"Une campagne de banalisation": la nouvelle prévention gouvernementale contre l'alcool irrite

La nouvelle campagne gouvernementale contre l'alcool fait grincer des dents. Depuis lundi, des affiches, des clips ou des spots radios sont diffusés et invitent à adopter des comportements adaptés en cas de consommation d'alcool: "Boire aussi de l'eau si on consomme de l'alcool", "raccompagner ses potes s'ils ont trop bu", "garder un oeil sur ses potes en soirée", "ne pas insister si tes potes ne veulent pas consommer", font ainsi partie des conseils distribués.
Des messages qui incitent davantage à un encadrement de la consommation qu'à une réduction, au grand dam d'une partie du monde médical et d'associations qui y voient plutôt une banalisation de la consommation d'alcool, sans évoquer ses effets dangereux.
"'Buvez aussi de l'eau mais buvez!', c'est ce que j'entends dans cette campagne" déplore Amine Benyamina, le président de la Fédération française d'addictologie. "L'alcool tue" martèle-t-il, regrettant que ce risque ne soit pas clairement formulé.
"Il n'est pas question de ne pas consommer"
Même constat pour Charlotte Peyronnet, malade alcoolique, abstinente depuis deux ans et demi et auteure de "Et toi, pourquoi tu bois?". "C'est une campagne de banalisation de consommation d'alcool, mais pas une campagne de lutte. C'est adopter les bons gestes quand on consomme. Il n'est pas question de ne pas consommer", analyse-t-elle dans "Charles Matin" ce mercredi sur RMC et RMC Story.

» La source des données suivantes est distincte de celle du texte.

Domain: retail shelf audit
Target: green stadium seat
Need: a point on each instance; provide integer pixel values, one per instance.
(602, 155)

"Le boire moins n'y est pas non plus" souligne SOS Addictions. Sans compter que d'autres campagnes de prévention, plus claires d'après Addictions France, ont été bloquées par le gouvernement. "Cette campagne, c'est juste une campagne qui donne des conseils quand on boit beaucoup, quand on fait la fête", constate Bernard Basset, le président de l'association Addictions France.
"Ces conseils ne sont pas contestables mais sont un peu déconnectés alors que l'alcool présente des risques de cancer et d'AVC. Ce sont ces risques que le lobby de l'alcool ne veut pas voir nommer parce que ces risques sont graves et il ne veut pas lier la consommation d'alcool régulière à ces risques", assure-t-il.
Le ministre de la Santé se défend
Certaines associations saluent tout de même une campagne qui ne stigmatise pas. Un message motivant, ça marche mieux, estime la Fédération Addictions. "Un message avec les bonnes pratiques, pourquoi pas", abonde Charlotte Peyronnet. "Moi à 30 ans, je n'ai pas eu le choix que d'arrêter l'alcool. J'aurais eu, jeune, un message me disant de ne pas boire, je ne pense pas que je l'aurais écouté. Mais là, c'est un peu gros, on banalise la consommation excessive", déplore-t-elle.
Charlotte Peyronnet rappelle que l'on peut être alcoolique "sans boire seul, sans boire tous les jours ou par un enchaînement d'occasions". "La seule manière de soigner l'alcoolisme, ce n'est pas une goutte d'alcool", ajoute-t-elle.
De son côté, le ministre de la Santé Aurélien Rousseau se défend et explique que "la santé publique, c’est définir des priorités et choisir des messages". "Ils peuvent se discuter bien sûr", reconnaît-il.